The biggest change that will seamlessly integrate in the recruitment process is the new objective of creating a one employer brand which facilitates a desirable candidate experience for potential, current, and former employees, and also customers if possible. This in effect means that overarching changes are slowly establishing themselves as the new norm. One, marketing and recruitment will work closer than ever before. A genius pioneer example of this trend is the GE marketing campaign last year, and the trend is likely to intensify. The communication of a consistent brand, not only for advertising and marketing purposes, but recruiting purposes as well, will give a push to ‘recruitment marketing’. Furthermore, the networks of social media of current employees will be leveraged better, by turning them into ‘Brand Advocates’, which will not only help in business, but also boost up recruitment drives. Gamification, another buzzword in the HR industry, is already making inroads in the recruitment process, and is likely to increase as several gamification programmes are giving great results.
Social media will become even more important, not only to communicate with the talent, but also to screen them, and personalise the said communication further. Furthermore, reaching out to potential employees via these platforms, even if they haven't applied actively, directly takes a leaf from the consumer-first concept, wherein a company promotes itself to individuals. To achieve this, several organizations might develop capability through exclusive platforms – most likely mobile apps – that will not only serve as direct points of communication in openings and simplify the application and candidate evaluation process, but allow for constant and consistent engagement with the user, much like a consumer.
What must you prepare for?
The biggest realisation that is creeping in, in the community at large is that, all of this is happening now, and we're no longer talking about a distant future. Thus, early adopters are likely to amass greater benefits, and laggards are likely to suffer. What must you do to stay agile? First off you need to relook your traditional talent acquisition strategies, and modify them to include employer branding goals. Second, use the new media effectively, and not only because it is being used by everyone. Technology and digitization can greatly help you with your goals, provided you understand how to use them efficiently.
Which brings us to the next step, of assessing skills and competencies of your employees, understanding and gaining control of technology that is used to acquire talent. The knowledge gathered here must be used to not only train your HR team in new skills, but also create new positions if necessary.
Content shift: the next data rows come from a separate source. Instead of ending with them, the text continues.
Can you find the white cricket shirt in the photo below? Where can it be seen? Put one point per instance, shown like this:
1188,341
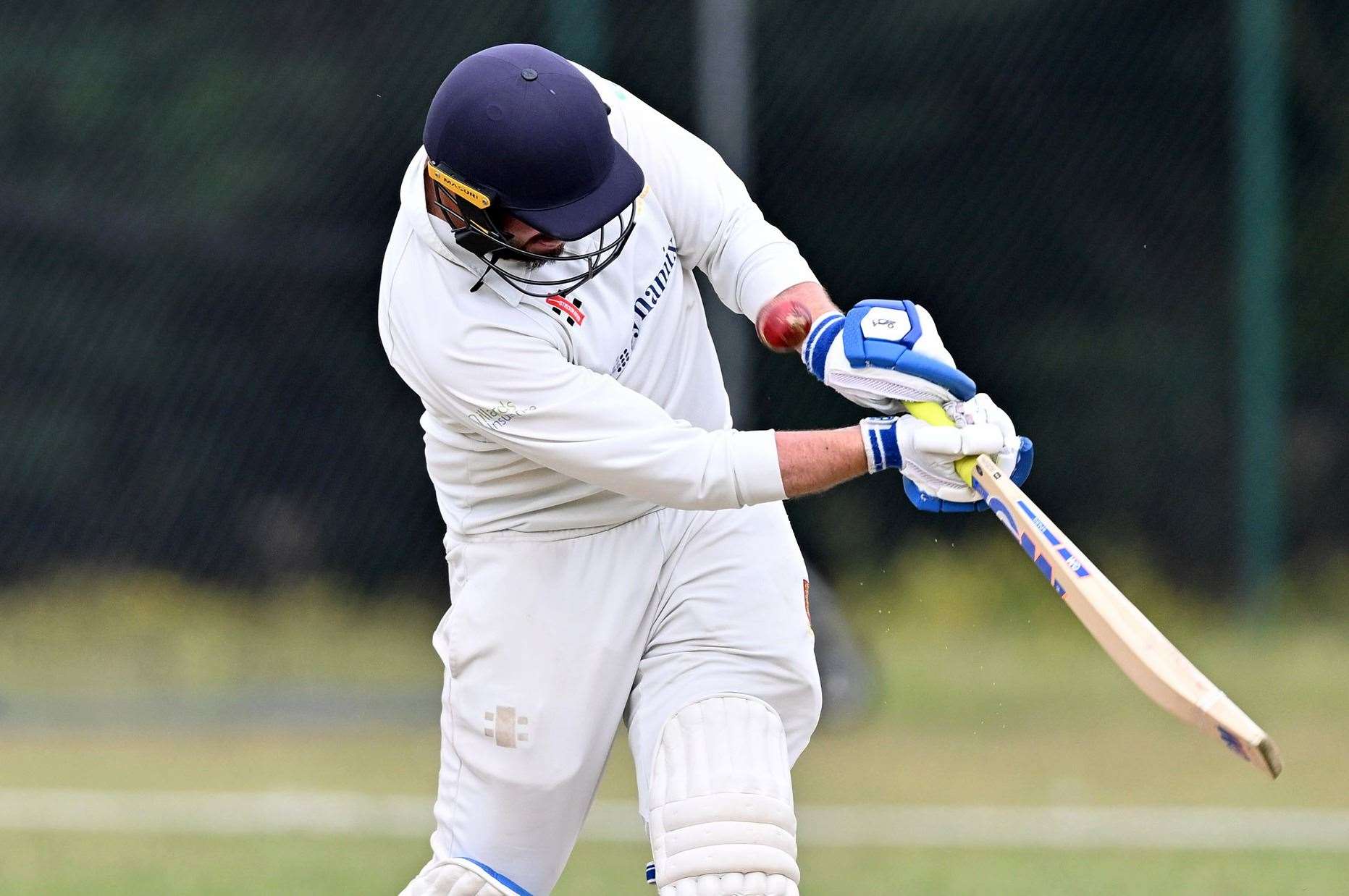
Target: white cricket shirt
553,419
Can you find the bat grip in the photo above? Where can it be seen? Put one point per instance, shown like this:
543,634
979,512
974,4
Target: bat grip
933,413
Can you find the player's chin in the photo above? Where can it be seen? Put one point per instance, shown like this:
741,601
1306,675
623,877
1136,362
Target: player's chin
551,248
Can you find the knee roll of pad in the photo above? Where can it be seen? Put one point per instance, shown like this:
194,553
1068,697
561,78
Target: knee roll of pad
720,802
462,877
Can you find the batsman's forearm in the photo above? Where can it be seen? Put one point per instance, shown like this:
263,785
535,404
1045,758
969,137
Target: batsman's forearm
818,460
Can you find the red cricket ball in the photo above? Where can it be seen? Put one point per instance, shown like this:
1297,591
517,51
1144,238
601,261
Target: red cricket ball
783,325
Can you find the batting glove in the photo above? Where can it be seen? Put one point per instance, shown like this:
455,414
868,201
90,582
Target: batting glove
925,455
884,353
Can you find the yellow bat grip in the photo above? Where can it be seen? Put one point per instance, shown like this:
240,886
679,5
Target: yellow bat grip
933,413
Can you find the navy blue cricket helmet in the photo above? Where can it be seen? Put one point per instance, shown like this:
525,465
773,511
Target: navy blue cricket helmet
518,130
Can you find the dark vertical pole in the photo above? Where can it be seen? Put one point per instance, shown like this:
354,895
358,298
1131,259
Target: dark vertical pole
1260,244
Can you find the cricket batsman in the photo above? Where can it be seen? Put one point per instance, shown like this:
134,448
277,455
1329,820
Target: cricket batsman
617,550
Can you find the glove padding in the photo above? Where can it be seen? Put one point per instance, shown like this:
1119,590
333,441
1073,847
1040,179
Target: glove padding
883,353
925,455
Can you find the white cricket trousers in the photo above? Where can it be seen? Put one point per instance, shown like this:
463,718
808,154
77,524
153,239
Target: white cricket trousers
550,643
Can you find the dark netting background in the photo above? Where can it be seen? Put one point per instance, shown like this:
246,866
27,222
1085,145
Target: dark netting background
196,201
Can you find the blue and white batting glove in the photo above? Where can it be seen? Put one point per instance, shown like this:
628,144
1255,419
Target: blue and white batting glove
883,353
925,455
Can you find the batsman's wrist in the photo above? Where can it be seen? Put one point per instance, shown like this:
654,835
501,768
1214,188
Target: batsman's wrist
818,341
881,444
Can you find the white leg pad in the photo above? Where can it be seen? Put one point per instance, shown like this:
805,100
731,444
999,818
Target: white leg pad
720,802
456,877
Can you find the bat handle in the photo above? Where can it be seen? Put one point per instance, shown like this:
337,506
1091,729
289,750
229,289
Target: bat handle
933,413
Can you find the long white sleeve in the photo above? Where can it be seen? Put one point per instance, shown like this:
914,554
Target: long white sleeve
718,227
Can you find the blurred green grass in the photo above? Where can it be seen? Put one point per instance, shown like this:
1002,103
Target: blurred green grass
126,866
989,694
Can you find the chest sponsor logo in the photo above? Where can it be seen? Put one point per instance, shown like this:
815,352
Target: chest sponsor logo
647,302
570,309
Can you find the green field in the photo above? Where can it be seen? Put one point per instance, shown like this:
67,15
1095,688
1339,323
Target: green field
984,702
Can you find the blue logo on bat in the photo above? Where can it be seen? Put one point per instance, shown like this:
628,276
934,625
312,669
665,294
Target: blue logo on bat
1233,744
1028,545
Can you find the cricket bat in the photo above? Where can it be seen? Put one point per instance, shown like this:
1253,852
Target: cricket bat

This realignment, is necessary, for going forward, brand building, digital marketing, social media and data analysis will all intersect with recruitment at some level to successfully reinforce and communicate the organization’s core values and engage with potential talent, and retain existing talent.
The recruitment process is undergoing an end-to-end change, and while embracing this change might seem like an option, with time, it will become a necessity. With this embrace will come the acknowledgment (and execution on the lines) of the fact that a candidate is as good as the consumer, and hence, their experience matters as much. Personalised and relevant communication – internal and external – along with constant engagement via channels where potential candidates are present will increasingly be at the core of any recruitment efforts from now on. The only way to be prepared is to be agile today, and assess and adapt accordingly. If you are able to project yourself as a proactive employer, willing to know more about your employees, and work towards creating an enjoyable employee experience, you will have the edge. The cookie-cutter approach for talent acquisition has one foot out the door, but the question is, if you are ready for what comes next?